The journalistic standards also require a summary of the methodology, to put the audience of the report on notice of its procedures and potential areas that might be criticized.
When academics propose a study which will result in publication, they are required to establish the protocol--an explanation of the procedures and their limitations--they will use in conducting the study. Generally, a valid study includes evaluators who issue criticisms and recommendations for refining the protocol in ways that improve the accuracy and reliability of a study. For the Mercatus study on freedoms, none of the media reporting it followed the guidelines.

Corey Heidelberger noted the identities of the authors of the freedom study and how who they are may skew the study or indicate that it is an objective sham.
The authors have a history of pursuing a political agenda. Madville Times asks, who are the people who get all those freedoms in South Dakota? And that question gets at a major defect in this purported study.

The problem is one that a segment of so-called conservatives use time and again. They have their own, idiosyncratic definitions of concepts such as freedom, and apply them as if they are universal criteria. Often the definitions are skewed and just plain wrong. They are definitions based upon exclusions of concepts not favorable to those who offer them.

The authors of the Mecatus study say that their definition of freedom is the right to take any actions which do not harm the freedom of others. Then they endorse a belief statement from Norman Barry as the defining premise of their study:


[A] belief in the efficiency and morality of unhampered markets, the system of private property, and individual rights--and a deep distrust of taxation, egalitarianism, compulsory welfare, and the power of the state.

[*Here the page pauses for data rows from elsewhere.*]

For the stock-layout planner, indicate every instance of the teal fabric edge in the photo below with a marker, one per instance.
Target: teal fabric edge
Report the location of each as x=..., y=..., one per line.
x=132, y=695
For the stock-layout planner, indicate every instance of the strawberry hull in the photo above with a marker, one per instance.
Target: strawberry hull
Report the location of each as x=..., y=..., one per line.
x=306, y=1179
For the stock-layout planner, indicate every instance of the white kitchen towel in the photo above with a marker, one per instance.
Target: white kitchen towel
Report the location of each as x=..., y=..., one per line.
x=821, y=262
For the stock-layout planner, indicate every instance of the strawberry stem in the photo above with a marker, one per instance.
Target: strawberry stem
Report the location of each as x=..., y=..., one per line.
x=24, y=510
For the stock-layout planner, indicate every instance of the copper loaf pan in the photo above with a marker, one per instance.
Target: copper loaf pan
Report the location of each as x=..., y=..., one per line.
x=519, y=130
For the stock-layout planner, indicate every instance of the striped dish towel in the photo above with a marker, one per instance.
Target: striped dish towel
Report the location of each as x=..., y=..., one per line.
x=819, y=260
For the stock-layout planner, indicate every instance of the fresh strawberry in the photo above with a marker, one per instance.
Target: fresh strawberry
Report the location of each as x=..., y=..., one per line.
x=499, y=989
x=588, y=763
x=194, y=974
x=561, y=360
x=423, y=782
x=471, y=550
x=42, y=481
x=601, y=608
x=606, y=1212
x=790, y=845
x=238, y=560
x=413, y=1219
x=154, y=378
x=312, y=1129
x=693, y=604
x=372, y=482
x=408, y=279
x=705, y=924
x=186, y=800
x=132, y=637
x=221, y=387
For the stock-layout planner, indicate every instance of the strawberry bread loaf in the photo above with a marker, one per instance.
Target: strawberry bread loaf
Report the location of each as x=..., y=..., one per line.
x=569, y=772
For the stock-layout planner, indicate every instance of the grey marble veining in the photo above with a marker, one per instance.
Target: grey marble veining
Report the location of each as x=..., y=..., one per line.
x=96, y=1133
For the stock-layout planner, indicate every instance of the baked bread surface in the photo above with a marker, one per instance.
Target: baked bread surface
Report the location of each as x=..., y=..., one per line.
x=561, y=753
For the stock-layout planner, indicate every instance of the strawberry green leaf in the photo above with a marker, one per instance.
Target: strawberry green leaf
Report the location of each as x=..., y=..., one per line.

The huge national irony in that premise for their study is all that all the aspects of the current economic failure are embraced by the values expressed in that statement:


  1. Markets unhampered by any kind of regulation have brought the country to economic failure because of a predatory immorality among the financial ruling class.
  2. Those unhampered markets have been totally inefficient.
  3. The indiviudal rights of the powerful, CEOs and their minions have violated the trust and rights of the huge majority.
  4. The distrust of egalitarianism has produced a ruling class that has brought the nation under a state of economic feudalism and oppression.
  5. Under the guise of corporate private property, huge global corporations literally own the country and have made American working people a new, impoverished serfdom.
When it comes to ranking South Dakota as among the top three states for freedoms, one must ponder that in the context that the state perennially ranks at the bottom for individual wages, ranks in the 20 states with the highest poverty rates, is among the three states with the most regressive tax policies, has among the highest incarceration rates for adults, and has labor laws that regard employees as serfs who work at the whim of their employers with no rights that the employers do not want to grant them.

And when a statement of purpose expresses a distrust of egalitarianism, one must ponder if that statement refutes the premise that all people "are created equal."

This study may purport to measure someone's ideas of freedom, but they certainly aren't the concepts that our documents of history have defined.